Grouping same class file into one directory

This is a pattern that I always see where developers group two or more files that are not related to each other but have the same "class" into one directory. For example, grouping all controllers into one directory called "controllers", grouping all models into one directory called "models", and so on.

├── controllers
│   ├── feature-A.ctrl
│   ├── feature-B.ctrl
│   ├── feature-C.ctrl
│   ├── feature-D.ctrl
...
├── models
│   ├── feature-A.model
│   ├── feature-B.model
│   ├── feature-C.model
│   ├── feature-D.model
...
├── views
│   ├── feature-A.view
│   ├── feature-B.view
│   ├── feature-C.view
│   ├── feature-D.view
...

This pattern making hard to navigate the source code. When you open the view code, you need to jump to other directory to view what the view trigger, and then jump again to another directory to lookup what the model of data that controller manages.

The good practices is by coupling them by feature,

├── feature-A
│   ├── feature-A.ctrl
│   ├── feature-A.model
│   ├── feature-A.view
...
├── feature-B
│   ├── feature-B.ctrl
│   ├── feature-B.model
│   ├── feature-B.view
    │
    ├── feature-C
    │   ├── feature-C.ctrl
    │   ├── feature-C.model
    │   ├── feature-C.view

...

In this way, the scope that directory provides is limited by feature. We can also make dependencies between features also clear. For example, we can say that feature-C exist only when feature-B is enabled or depends on feature-B to be functional.
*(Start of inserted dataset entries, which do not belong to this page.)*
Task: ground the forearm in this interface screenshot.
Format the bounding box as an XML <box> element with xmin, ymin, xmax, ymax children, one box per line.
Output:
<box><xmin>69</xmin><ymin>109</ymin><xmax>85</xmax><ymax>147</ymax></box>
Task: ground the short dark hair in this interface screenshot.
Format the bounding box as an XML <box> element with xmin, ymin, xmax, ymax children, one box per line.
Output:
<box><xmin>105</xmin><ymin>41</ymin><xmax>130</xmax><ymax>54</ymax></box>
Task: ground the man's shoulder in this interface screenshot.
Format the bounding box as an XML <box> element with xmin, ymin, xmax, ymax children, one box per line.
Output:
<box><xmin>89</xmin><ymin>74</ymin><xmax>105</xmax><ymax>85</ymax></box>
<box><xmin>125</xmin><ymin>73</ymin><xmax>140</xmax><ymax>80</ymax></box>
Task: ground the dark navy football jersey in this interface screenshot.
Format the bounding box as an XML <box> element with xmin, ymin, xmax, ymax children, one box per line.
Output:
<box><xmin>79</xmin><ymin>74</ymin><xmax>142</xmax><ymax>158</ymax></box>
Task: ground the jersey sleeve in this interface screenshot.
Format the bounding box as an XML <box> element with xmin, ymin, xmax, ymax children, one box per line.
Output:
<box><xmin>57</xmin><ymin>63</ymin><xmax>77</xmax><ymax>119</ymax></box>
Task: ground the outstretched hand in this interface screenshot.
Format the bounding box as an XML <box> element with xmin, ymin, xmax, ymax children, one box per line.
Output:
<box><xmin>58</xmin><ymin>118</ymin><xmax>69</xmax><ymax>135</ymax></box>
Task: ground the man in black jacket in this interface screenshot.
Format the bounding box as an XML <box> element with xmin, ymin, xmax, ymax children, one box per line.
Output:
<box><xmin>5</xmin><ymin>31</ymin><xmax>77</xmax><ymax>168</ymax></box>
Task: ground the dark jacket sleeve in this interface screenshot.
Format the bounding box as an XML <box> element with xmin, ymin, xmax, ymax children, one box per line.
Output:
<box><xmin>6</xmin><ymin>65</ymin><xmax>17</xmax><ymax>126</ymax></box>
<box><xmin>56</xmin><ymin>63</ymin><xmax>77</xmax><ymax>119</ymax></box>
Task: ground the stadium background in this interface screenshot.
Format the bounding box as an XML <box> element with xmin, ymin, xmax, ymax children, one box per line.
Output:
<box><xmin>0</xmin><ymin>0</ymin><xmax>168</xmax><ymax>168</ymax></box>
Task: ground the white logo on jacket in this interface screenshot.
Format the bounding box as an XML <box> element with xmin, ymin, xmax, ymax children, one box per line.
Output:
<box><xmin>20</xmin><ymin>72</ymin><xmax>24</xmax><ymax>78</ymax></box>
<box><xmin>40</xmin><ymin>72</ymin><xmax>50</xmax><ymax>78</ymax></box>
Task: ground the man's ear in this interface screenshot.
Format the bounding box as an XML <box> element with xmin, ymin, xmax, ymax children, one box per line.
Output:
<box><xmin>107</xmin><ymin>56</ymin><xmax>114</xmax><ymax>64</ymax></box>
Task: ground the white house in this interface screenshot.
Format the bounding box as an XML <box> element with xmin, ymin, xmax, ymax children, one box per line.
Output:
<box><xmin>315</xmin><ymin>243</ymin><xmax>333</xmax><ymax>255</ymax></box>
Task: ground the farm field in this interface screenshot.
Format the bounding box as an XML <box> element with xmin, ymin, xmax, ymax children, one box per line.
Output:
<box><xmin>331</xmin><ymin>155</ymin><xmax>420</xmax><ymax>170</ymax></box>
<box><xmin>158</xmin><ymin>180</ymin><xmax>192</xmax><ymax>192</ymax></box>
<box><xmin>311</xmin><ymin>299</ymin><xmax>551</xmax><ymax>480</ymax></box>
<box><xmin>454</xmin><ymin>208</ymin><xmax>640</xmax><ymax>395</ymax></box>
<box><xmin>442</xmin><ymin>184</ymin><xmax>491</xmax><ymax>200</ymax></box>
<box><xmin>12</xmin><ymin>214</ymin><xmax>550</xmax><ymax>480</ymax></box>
Deriving mode from URL path

Given the following URL for editing a record: "/book/:id" and URL for creating a record "/book/create", a single page is created using the same view and controller. The controller check that if "id" exist then the current context of the page is in update mode and the view has an "Update" button. If the ID did not exist then the context of the page is in create mode, and the view has a "Submit" button.

The bad practices is when mixing two different functionalities forced into one component (one controller and one view). The controller and view littered with if-updateMode-else or if-createMode-else conditions, which makes the code hard to read and changes.

The good way to solve this kind of problem is by creating two separate pages with shared form component and two different controllers. The mode and functionality then passed to view component as parameters. For example, on the page that create new book, the form can be instantiated by,

<my-form mode=create on-submit=doCreate>

While on page that update the book, the form is instantiated with

<my-form mode=update on-submit=doUpdate>

In the form, we can still have if-updateMode to disable or hide some fields or information, but at least the condition is clear and does not have mixed functionalities.